Шарль взял букет и стал осторожно нюхать фиалки, прикосновение к ним освежало его покрасневшие от слез глаза. Эмма сейчас же выхватила у него цветы и поставила в воду.
На другой день приехала г-жа Бовари-мать. Они с сыном долго плакали. Эмма, сославшись на домашние дела, удалилась.
Еще через день пришлось заняться трауром. Обе женщины уселись с рабочими шкатулками в беседке, над рекой.
Шарль думал об отце и сам удивлялся, что так горюет о нем: прежде ему всегда казалось, что он не очень к нему привязан. Г-жа Бовари-мать думала о своем муже. Теперь она охотно бы вернула даже самые мрачные дни своей супружеской жизни. Бессознательное сожаление о том, к чему она давно привыкла, скрашивало все. Иголка беспрестанно мелькала у нее в руке, а по лицу старухи время от времени скатывались слезы и повисали на кончике носа. Эмма думала о том, что только двое суток назад они с Леоном, уединясь от всего света, полные любовью, не могли наглядеться друг на друга. Она пыталась припомнить мельчайшие подробности минувшего дня. Но ей мешало присутствие свекрови и мужа. Ей хотелось ничего не слышать, ничего не видеть; она боялась нарушить цельность своего чувства, и тем не менее вопреки ей самой чувство ее под напором внешних впечатлений постепенно рассеивалось.
Эмма распарывала подкладку платья, и вокруг нее сыпались лоскутки. Старуха, не поднимая головы, лязгала ножницами, а Шарль в веревочных туфлях и старом коричневом сюртуке, который теперь заменял ему халат, сидел, держа руки в карманах, и тоже не говорил ни слова. Берта, в белом переднике, скребла лопаткой усыпанную песком дорожку.
Внезапно отворилась калитка, и вошел торговец тканями г-н Лере.
Он пришел предложить свои услуги «и связи с печальными обстоятельствами». Эмма ответила, что она как будто ни в чем не нуждается. Однако на купца это не произвело впечатления.
- Простите великодушно, - сказал он Шарлю, - но мне надо поговорить с вами наедине. - И, понизив голос, добавил: - Относительно того дела... Помните?
Шарль покраснел до ушей.
- Ах да!.. Верно, верно! - пробормотал он и с растерянным видом обратился к жене: - А ты бы... ты бы не могла, дорогая?..
Эмма, видимо, поняла, о чем он ее просит. Она сейчас же встала, а Шарль сказал матери:
- Это так, пустяки! Какая-нибудь житейская мелочь.
Опасаясь выговора, он решил скрыть от нее всю историю с векселем.

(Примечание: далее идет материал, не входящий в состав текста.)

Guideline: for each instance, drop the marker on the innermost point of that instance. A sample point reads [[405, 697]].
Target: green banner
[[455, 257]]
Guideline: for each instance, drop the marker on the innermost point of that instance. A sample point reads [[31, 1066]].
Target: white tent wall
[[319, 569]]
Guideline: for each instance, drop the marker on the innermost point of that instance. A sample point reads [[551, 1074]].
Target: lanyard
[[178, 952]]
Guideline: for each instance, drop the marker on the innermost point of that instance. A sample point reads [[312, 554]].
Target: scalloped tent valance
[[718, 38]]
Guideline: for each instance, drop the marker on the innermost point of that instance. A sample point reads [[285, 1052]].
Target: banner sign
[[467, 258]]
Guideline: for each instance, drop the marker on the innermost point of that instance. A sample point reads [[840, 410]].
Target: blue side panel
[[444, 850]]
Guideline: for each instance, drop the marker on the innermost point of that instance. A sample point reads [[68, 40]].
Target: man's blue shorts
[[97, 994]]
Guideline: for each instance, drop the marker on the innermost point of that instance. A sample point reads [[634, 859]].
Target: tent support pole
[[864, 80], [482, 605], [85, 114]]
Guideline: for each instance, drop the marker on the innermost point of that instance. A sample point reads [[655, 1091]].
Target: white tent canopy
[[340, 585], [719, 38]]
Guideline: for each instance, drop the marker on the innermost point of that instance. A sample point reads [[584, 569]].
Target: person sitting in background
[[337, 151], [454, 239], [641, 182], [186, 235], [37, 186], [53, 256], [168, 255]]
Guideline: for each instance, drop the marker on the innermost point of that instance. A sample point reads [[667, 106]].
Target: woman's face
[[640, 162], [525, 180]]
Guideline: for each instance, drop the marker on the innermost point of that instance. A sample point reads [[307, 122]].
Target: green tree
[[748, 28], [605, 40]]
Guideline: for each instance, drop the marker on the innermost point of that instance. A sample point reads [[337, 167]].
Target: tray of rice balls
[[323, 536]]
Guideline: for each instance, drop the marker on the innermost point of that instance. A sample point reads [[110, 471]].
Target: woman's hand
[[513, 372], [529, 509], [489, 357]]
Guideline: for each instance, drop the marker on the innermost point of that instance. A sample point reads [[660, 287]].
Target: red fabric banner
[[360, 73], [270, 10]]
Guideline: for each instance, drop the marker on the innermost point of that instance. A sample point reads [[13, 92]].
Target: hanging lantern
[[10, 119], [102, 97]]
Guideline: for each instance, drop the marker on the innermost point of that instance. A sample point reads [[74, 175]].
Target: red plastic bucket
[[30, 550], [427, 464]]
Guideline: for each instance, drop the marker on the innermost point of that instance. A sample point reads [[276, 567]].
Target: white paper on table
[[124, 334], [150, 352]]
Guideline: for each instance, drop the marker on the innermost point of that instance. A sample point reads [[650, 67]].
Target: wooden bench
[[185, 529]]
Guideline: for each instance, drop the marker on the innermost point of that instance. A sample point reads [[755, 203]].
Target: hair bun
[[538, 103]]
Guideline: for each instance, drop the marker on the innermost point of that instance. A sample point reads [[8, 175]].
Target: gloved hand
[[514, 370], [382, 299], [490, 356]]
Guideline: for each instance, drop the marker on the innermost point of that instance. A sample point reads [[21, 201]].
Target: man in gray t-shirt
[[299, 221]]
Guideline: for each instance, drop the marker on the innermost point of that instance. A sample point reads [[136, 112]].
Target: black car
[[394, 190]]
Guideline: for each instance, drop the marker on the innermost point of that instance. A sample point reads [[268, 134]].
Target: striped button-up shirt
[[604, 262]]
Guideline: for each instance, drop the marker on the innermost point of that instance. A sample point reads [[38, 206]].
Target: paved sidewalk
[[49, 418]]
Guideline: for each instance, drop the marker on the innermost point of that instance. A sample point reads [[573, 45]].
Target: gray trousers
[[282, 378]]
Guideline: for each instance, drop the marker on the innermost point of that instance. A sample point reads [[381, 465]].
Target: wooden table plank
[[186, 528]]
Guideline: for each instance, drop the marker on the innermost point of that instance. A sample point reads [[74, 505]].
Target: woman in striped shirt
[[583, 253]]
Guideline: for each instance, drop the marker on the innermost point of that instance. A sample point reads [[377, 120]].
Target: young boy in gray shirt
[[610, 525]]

Как только Эмма оказалась с г-ном Лере вдвоем, тот без особых подходов поздравил ее с получением наследства, а потом заговорил о вещах посторонних: о фруктовых деревьях, об урожае, о своем здоровье, а здоровье его было «так себе, ни шатко, ни валко». Да и с чего бы ему быть здоровым? Хлопот у него всегда полон рот, и все-таки он, что бы о нем ни болтали злые языки, еле сводит концы с концами.